Test taigi + other test changes
placeTW · Aug 1, 2024 · d0bad54 · d0bad54
2 parents fbee0dc + 4eb0f0d
commit d0bad54
Show file tree

Hide file tree

Showing 3 changed files with 49 additions and 2 deletions.
diff --git a/.github/workflows/run_test.yml b/.github/workflows/run_test.yml
@@ -37,7 +37,7 @@ jobs:
         run: poetry install
       - name: Test with pytest  
         run: |  
-            poetry run python -m pytest tests/ -v -s  
+            poetry run python -m pytest tests/ -s --durations=5
     #   - name: Generate Coverage Report  
     #     run: |  
     #       coverage report -m
diff --git a/commands/taiwanese/read_embree_csv.py b/commands/taiwanese/read_embree_csv.py
@@ -38,9 +38,16 @@ def read_embree_csv_raw(
     df = df.fillna("") # replace all NaN with empty string
     return df
 
+def _count_taigi_words(poj: str) -> int:
+    if poj == "": return 0
+    first_section = poj.split("/")[0]
+    # replace spaces with hyphens
+    first_section = first_section.replace(" ", "-")
+    return first_section.split("/")[0].count("-")+1
+
 def add_pd_columns(tw_csv: pd.DataFrame) -> pd.DataFrame:
     # add the length of each word
-    tw_csv[NUM_WORDS_COL] = tw_csv["PojUnicode"].apply(lambda x: x.split("/")[0].count("-")+1)
+    tw_csv[NUM_WORDS_COL] = tw_csv["PojUnicode"].apply(_count_taigi_words).astype(int)
     return tw_csv
 
 TW_EMBREE_CSV_PATH = Path(__file__).parent / "ChhoeTaigi_EmbreeTaiengSutian.csv"

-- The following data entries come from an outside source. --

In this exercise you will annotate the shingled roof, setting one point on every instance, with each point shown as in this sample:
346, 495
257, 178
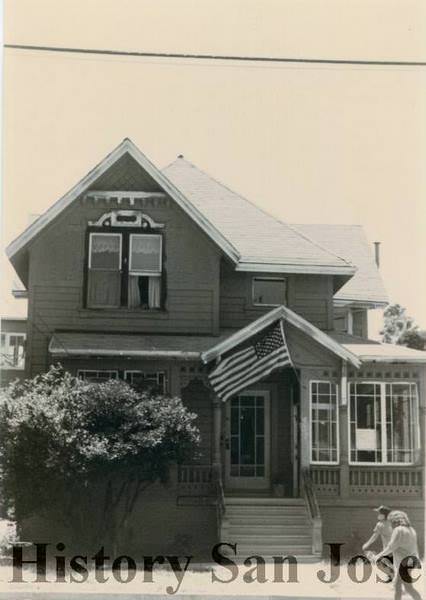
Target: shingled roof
252, 239
263, 242
349, 241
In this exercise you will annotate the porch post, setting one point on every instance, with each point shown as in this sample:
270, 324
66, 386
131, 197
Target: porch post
217, 431
343, 432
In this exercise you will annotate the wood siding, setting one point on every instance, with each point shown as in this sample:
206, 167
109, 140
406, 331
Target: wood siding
57, 265
310, 296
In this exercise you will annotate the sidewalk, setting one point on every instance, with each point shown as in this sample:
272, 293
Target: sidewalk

diff --git a/tests/test_taigi.py b/tests/test_taigi.py
@@ -0,0 +1,40 @@
+import pytest
+from commands.taiwanese.read_embree_csv import TW_EMBREE_CSV, NUM_WORDS_COL, _count_taigi_words
+
+def test_num_words_col():
+    """Test the integrity of the NUM_WORDS_COL column."""
+    # assert that the column exists
+    assert NUM_WORDS_COL in TW_EMBREE_CSV.columns
+    # assert it contains only integers
+    assert TW_EMBREE_CSV[NUM_WORDS_COL].dtype == int
+    # assert that there are no negative values
+    assert (TW_EMBREE_CSV[NUM_WORDS_COL] >= 0).all()
+
+@pytest.mark.parametrize(
+    "poj,expected", 
+    [
+        ("", 0), # edge case, should not exist in the dataset
+        ("thǹg", 1),
+        ("thǹg-bō", 2),
+        ("thǹg-chhiah-kha", 3),
+        ("thn̂g-chhò͘-pâi-kut", 4),
+        ("àm-hông-lián-ong-eng", 5),
+        ("Tâi-oân-tài-bùn-siông-chhú", 6),
+        ("lêng-géng-bo̍k-ia̍p-kài-khak-thâng", 7),
+    ])
+def test__count_taigi_words(poj: str, expected: str):
+    """Test the _count_taigi_words function."""
+    assert _count_taigi_words(poj) == expected
+
+# these are problematic cases, but we write the cases first but skip them
+@pytest.mark.skip(reason="These cases are problematic")
+@pytest.mark.parametrize(
+    "poj,expected", 
+    [
+        ("tû-khì + N + í-gōa", 4), # row 34426
+        ("tû-liáu + N + í-gōa", 4), # row 34428
+    ]
+)
+def test__count_taigi_words_problematic(poj: str, expected: str):
+    """Test the _count_taigi_words function."""
+    assert _count_taigi_words(poj) == expected